<h1>Clustering with PhenoGraph</h1>

The PDMC samples have been gated by a supervised algorithm, providing one methodology for feature extraction. Clustering is another method that can be used to this end. This is an 'unbiased' approach as events are clustered together based on simularities in high dimensional space as opposed to gating, which is biased to sequential selection of events in two-dimensional plots.

In [2]:
import sys
if '/home/rossco/immunova' not in sys.path:
    sys.path.append('/home/rossco/immunova')
from immunova.data.mongo_setup import pd_init
from immunova.data.fcs_experiments import FCSExperiment
from immunova.flow.supervised.cell_classifier import create_reference_sample
from immunova.flow.clustering.phenograph import PhenoGraph
from warnings import filterwarnings
from tqdm import tqdm_notebook
import matplotlib
import pandas as pd
import os
filterwarnings('ignore')
pd_init()

<h2>Clustering on a concatenated sample</h2>

Clustering can be performed on a per-sample basis and clusters matched between samples.
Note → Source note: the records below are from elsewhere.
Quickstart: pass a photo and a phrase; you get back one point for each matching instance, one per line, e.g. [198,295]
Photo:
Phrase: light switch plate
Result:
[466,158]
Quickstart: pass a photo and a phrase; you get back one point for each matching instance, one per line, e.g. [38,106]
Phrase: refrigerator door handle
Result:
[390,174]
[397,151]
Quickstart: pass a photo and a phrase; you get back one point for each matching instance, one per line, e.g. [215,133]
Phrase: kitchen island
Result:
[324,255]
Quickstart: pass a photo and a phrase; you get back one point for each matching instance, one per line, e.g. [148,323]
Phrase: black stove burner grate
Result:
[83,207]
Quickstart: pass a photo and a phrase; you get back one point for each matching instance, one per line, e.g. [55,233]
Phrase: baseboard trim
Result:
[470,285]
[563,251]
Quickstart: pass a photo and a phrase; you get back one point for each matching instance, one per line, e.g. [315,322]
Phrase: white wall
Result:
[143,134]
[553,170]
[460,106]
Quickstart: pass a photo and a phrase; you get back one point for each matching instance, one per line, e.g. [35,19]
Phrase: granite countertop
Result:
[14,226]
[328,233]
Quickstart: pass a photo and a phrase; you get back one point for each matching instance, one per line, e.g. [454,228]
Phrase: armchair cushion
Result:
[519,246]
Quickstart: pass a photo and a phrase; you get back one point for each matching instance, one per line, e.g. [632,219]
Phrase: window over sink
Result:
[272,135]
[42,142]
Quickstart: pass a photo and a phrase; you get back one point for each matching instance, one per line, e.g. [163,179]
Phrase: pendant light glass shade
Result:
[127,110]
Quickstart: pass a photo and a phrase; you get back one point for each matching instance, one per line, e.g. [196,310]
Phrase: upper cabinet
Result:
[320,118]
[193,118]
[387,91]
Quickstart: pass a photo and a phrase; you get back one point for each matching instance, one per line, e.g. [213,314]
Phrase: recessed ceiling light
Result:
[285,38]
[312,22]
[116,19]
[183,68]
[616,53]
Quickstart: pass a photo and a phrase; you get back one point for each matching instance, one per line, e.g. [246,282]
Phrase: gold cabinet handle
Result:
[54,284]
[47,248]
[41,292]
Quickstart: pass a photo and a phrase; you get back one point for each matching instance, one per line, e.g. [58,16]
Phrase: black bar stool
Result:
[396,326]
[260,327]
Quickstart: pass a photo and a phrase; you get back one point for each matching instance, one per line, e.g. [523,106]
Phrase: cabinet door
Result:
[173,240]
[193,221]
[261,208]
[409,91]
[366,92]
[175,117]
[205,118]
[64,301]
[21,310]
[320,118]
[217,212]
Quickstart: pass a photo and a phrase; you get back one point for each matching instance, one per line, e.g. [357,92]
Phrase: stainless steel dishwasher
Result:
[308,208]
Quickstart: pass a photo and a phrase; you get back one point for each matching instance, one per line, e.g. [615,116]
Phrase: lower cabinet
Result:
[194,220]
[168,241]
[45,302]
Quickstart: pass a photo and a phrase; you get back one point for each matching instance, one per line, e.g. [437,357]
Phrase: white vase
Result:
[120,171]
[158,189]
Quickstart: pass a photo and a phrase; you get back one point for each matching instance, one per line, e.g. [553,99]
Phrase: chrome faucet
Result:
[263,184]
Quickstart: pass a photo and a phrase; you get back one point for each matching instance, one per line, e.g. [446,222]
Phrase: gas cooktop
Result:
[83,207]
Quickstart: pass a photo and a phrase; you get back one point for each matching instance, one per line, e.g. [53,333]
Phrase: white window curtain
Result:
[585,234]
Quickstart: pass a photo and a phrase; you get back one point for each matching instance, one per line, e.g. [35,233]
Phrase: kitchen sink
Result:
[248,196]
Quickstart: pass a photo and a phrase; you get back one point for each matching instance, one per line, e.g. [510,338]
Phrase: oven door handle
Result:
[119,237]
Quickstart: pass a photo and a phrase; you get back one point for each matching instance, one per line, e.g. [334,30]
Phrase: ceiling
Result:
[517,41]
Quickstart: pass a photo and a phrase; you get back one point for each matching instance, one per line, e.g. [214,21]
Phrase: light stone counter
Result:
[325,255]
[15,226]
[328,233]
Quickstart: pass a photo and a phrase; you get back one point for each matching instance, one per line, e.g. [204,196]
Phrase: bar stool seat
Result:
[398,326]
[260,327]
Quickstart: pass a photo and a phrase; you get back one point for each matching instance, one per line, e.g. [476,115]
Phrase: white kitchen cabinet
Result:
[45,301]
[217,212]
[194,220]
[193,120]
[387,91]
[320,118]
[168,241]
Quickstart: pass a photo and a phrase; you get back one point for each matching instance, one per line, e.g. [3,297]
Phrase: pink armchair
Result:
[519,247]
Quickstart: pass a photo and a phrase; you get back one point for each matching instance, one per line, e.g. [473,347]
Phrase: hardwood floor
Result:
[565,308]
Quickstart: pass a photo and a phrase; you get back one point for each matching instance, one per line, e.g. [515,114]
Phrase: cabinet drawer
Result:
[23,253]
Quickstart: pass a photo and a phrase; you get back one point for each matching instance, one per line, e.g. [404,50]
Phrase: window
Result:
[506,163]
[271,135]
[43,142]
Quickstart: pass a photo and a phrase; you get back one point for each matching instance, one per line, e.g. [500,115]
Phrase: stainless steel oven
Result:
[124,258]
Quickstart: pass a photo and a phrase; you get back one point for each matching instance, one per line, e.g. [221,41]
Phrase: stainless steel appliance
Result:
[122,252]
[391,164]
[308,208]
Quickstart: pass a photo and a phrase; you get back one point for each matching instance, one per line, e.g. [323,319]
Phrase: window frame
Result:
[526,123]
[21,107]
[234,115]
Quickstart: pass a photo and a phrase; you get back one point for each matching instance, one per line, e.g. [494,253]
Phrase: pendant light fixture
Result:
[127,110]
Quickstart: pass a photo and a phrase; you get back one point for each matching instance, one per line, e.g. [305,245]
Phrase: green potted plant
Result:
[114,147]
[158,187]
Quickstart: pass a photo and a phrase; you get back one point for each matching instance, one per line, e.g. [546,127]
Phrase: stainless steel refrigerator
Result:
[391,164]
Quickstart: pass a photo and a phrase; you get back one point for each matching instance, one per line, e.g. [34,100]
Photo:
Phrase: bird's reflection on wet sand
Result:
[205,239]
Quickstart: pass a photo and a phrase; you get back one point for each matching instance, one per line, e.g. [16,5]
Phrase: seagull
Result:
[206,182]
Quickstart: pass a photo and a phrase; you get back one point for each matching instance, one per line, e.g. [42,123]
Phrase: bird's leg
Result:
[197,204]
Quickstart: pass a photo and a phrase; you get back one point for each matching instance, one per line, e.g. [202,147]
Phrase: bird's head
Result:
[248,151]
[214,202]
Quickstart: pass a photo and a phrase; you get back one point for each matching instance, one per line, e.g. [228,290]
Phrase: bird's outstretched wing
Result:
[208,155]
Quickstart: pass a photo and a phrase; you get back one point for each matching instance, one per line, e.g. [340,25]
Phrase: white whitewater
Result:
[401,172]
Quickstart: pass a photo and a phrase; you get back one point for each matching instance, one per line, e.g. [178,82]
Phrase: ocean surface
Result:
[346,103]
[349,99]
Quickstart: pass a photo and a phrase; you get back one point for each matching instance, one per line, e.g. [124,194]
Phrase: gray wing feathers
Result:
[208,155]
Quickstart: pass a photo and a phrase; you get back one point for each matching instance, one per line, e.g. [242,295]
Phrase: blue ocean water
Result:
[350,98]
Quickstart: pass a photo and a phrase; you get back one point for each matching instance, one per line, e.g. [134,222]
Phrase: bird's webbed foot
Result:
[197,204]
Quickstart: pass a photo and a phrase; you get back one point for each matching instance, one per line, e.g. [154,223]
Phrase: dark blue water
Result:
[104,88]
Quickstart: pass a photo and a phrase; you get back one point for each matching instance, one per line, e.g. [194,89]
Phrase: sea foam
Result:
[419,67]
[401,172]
This provides added complexity in that a suitable method must be chosen for matching clusters together. According to the literature, QFMatch (an adaption of the quadratic distance metric) is the best performing method. With that being said it is a complicated method that has not been validated across multiple datasets. The original method used in the PhenoGraph paper and has been replicated in multiple studies is medoid meta-clustering with PhenoGraph. Later on I will be using both methods.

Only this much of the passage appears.